The present work emphasizes the considerable capacity of machine learning techniques to effectively capture complex relationships and identify previously unrecognized risk factors in the domain of CHD risk evaluation. Machine learning approaches offer a great framework for investigating and understanding the complex nature of CHD. The discovery of an association between elbow joint thickness and CHD serves as a compelling example of how machine learning can effectively uncover previously overlooked risk factors. However, further research is needed to confirm this association. Therefore, this underscores the advantages of utilizing machine learning algorithms to uncover hidden insights inside large datasets, ultimately assisting researchers and doctors in making informed decisions based on data. In contrast, conventional analytical methods are constrained by predefined rules and models established by experts, potentially limiting their ability to provide novel insights that extend beyond explicit definitions.
Limitations
The study's generalizability is also open to examination. The focus on a specific population might restrict the applicability of findings to diverse populations with varying genetic, environmental, and lifestyle factors. In addition, the complexity of machine learning models can make interpretation difficult. Although these models exhibit enhanced predictive accuracy, the lack of transparency of their internal workings might obscure a clear understanding of the underlying mechanisms involved. This "black-box" nature might hinder the translation of results into actionable insights. Therefore, it would be advantageous to undertake additional research to externally validate the findings of our study and assess the efficacy of machine learning algorithms in clinical practice.
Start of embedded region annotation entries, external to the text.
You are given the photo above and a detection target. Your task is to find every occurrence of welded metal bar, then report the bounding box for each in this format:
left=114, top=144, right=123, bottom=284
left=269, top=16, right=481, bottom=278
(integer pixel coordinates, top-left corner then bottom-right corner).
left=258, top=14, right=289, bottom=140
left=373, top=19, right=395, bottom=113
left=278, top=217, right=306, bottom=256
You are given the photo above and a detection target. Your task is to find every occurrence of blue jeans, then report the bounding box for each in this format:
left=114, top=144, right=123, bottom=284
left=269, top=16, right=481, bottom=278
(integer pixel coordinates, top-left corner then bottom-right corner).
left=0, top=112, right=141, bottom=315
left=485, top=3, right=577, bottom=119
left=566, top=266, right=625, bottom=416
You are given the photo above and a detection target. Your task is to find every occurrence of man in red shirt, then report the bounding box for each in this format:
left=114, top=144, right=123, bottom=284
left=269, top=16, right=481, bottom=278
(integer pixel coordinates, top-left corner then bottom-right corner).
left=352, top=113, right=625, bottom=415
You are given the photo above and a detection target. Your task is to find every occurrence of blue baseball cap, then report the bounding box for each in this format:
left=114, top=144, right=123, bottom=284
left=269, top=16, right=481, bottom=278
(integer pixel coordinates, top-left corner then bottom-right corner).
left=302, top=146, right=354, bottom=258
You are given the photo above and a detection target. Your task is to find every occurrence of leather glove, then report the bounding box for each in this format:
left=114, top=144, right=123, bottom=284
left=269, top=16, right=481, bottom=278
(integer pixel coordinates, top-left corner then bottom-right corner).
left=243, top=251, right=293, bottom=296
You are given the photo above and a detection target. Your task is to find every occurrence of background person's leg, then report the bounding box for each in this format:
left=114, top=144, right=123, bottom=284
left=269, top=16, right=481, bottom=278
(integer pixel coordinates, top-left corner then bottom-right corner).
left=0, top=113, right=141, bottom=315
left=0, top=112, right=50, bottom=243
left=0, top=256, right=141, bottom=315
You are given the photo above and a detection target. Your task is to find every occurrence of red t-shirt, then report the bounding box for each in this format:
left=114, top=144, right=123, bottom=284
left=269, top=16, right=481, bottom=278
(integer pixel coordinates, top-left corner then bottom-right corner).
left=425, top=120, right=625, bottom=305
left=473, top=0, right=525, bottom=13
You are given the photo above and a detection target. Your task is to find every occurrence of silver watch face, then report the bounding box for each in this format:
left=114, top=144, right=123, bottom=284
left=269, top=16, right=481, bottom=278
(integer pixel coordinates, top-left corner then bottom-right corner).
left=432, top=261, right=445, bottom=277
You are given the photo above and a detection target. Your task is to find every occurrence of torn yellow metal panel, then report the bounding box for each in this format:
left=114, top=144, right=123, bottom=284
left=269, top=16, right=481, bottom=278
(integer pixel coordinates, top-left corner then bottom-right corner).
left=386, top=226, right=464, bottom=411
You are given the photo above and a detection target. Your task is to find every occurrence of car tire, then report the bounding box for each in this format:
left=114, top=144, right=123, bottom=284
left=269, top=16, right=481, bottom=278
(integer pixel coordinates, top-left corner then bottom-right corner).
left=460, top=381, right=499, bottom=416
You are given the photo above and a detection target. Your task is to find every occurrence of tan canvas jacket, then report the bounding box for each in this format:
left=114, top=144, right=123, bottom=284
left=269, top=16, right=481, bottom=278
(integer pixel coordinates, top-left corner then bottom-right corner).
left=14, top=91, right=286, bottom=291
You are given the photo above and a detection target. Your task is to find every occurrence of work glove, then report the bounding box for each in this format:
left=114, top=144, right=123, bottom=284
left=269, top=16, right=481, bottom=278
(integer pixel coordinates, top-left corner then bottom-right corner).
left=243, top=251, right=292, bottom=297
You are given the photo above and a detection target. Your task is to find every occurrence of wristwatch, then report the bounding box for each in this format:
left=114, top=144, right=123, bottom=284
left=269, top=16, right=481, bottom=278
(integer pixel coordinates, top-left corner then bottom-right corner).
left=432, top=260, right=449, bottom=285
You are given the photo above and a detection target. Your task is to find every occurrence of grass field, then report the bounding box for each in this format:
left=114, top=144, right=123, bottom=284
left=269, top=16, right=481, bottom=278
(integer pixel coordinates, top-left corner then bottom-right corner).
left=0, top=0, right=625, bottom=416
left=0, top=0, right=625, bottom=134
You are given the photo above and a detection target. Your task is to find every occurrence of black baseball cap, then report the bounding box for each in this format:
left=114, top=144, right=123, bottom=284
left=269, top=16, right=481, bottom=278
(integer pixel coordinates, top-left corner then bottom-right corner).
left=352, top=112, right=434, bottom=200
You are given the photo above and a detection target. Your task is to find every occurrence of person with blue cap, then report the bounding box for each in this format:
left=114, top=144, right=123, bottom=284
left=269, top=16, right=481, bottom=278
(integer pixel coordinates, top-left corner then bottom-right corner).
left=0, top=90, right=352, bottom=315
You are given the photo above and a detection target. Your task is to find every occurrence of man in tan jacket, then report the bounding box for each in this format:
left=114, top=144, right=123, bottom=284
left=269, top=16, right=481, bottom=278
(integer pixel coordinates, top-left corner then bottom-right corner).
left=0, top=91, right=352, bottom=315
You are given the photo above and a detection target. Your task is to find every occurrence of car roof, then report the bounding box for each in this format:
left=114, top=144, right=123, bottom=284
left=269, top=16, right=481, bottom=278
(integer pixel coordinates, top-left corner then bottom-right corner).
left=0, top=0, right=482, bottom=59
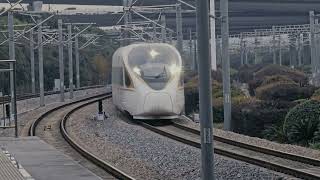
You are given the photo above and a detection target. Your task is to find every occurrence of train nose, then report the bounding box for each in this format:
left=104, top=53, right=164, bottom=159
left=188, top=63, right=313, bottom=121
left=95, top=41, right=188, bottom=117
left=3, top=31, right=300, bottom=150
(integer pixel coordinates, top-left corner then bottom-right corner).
left=144, top=93, right=173, bottom=115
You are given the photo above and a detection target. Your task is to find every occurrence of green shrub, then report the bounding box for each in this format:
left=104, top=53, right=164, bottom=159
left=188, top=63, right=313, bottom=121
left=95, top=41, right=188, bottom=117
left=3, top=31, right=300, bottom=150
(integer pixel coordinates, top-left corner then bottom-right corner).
left=263, top=122, right=288, bottom=143
left=284, top=100, right=320, bottom=146
left=254, top=64, right=308, bottom=85
left=261, top=75, right=294, bottom=86
left=256, top=82, right=314, bottom=101
left=232, top=98, right=295, bottom=137
left=237, top=64, right=265, bottom=83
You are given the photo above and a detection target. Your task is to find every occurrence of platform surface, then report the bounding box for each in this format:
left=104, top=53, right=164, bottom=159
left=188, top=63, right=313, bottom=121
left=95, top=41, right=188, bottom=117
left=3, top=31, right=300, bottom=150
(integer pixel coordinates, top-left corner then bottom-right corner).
left=0, top=151, right=24, bottom=180
left=0, top=137, right=101, bottom=180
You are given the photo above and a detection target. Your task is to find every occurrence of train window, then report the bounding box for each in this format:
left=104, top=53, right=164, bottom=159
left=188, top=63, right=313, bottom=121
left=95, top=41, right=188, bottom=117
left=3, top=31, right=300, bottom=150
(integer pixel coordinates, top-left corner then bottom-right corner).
left=112, top=67, right=123, bottom=86
left=124, top=69, right=133, bottom=88
left=128, top=45, right=181, bottom=90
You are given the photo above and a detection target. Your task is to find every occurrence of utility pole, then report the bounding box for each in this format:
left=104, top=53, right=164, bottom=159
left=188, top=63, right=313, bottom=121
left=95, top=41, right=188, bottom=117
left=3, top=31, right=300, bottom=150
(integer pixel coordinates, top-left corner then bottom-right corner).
left=8, top=11, right=16, bottom=121
left=189, top=28, right=194, bottom=70
left=298, top=33, right=303, bottom=67
left=8, top=11, right=18, bottom=138
left=244, top=41, right=249, bottom=65
left=29, top=29, right=36, bottom=94
left=279, top=34, right=282, bottom=66
left=74, top=36, right=80, bottom=89
left=161, top=14, right=167, bottom=43
left=176, top=4, right=183, bottom=54
left=220, top=0, right=233, bottom=131
left=67, top=24, right=73, bottom=99
left=314, top=19, right=320, bottom=73
left=38, top=20, right=45, bottom=107
left=210, top=0, right=217, bottom=71
left=254, top=33, right=259, bottom=64
left=272, top=26, right=277, bottom=64
left=58, top=19, right=64, bottom=102
left=240, top=33, right=244, bottom=66
left=169, top=31, right=172, bottom=44
left=309, top=11, right=316, bottom=77
left=196, top=0, right=215, bottom=180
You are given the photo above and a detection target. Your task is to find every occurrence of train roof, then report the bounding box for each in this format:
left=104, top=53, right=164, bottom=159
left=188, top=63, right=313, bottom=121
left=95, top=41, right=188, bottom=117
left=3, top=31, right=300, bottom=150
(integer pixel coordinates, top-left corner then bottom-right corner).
left=115, top=43, right=178, bottom=56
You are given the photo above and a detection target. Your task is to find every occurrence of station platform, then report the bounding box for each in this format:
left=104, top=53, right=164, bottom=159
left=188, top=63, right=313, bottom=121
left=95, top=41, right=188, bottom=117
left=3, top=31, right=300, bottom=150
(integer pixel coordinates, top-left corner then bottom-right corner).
left=0, top=137, right=101, bottom=180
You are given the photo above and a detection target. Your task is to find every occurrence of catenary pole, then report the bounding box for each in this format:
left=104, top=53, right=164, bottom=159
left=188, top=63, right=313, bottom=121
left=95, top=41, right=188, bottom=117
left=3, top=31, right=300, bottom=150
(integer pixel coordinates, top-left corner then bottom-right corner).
left=58, top=19, right=64, bottom=102
left=67, top=24, right=73, bottom=99
left=197, top=0, right=214, bottom=180
left=74, top=36, right=80, bottom=89
left=176, top=4, right=183, bottom=53
left=272, top=26, right=277, bottom=64
left=309, top=11, right=316, bottom=77
left=210, top=0, right=217, bottom=71
left=38, top=19, right=45, bottom=107
left=30, top=30, right=36, bottom=94
left=8, top=11, right=18, bottom=138
left=220, top=0, right=232, bottom=131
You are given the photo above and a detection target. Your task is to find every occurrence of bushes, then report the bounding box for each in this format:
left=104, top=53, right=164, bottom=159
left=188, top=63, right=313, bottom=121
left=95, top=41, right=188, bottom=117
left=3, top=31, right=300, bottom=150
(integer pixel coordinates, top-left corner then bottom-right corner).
left=232, top=98, right=295, bottom=137
left=261, top=75, right=294, bottom=86
left=283, top=100, right=320, bottom=146
left=254, top=65, right=308, bottom=85
left=256, top=82, right=314, bottom=101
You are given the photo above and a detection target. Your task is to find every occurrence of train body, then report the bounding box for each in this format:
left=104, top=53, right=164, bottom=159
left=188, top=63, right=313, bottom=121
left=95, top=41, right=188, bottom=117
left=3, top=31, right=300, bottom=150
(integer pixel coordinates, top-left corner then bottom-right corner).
left=112, top=43, right=184, bottom=119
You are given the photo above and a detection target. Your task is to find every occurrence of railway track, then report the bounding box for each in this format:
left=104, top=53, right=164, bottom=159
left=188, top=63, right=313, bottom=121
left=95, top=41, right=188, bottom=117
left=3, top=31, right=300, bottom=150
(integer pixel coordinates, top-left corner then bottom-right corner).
left=139, top=119, right=320, bottom=180
left=29, top=93, right=133, bottom=180
left=0, top=85, right=104, bottom=104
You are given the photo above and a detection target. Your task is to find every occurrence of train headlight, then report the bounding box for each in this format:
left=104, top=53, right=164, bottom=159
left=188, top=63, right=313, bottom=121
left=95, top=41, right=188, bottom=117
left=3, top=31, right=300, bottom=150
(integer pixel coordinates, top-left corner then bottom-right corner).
left=133, top=67, right=141, bottom=76
left=150, top=49, right=159, bottom=58
left=169, top=64, right=181, bottom=75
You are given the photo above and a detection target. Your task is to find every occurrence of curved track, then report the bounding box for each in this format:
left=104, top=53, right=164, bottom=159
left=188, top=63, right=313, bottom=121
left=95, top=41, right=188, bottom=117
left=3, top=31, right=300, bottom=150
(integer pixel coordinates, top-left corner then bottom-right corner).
left=140, top=119, right=320, bottom=180
left=0, top=85, right=104, bottom=103
left=29, top=93, right=133, bottom=180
In conclusion, this study emphasizes the predictive value of machine learning models for accurately identifying individuals at risk of incident CHD. Additionally, the use of machine learning techniques has led to the identification and exploration of novel risk factors associated with incident CHD. The incorporation of these findings into clinical practice has the potential to enhance CHD risk assessment and improve patient outcomes.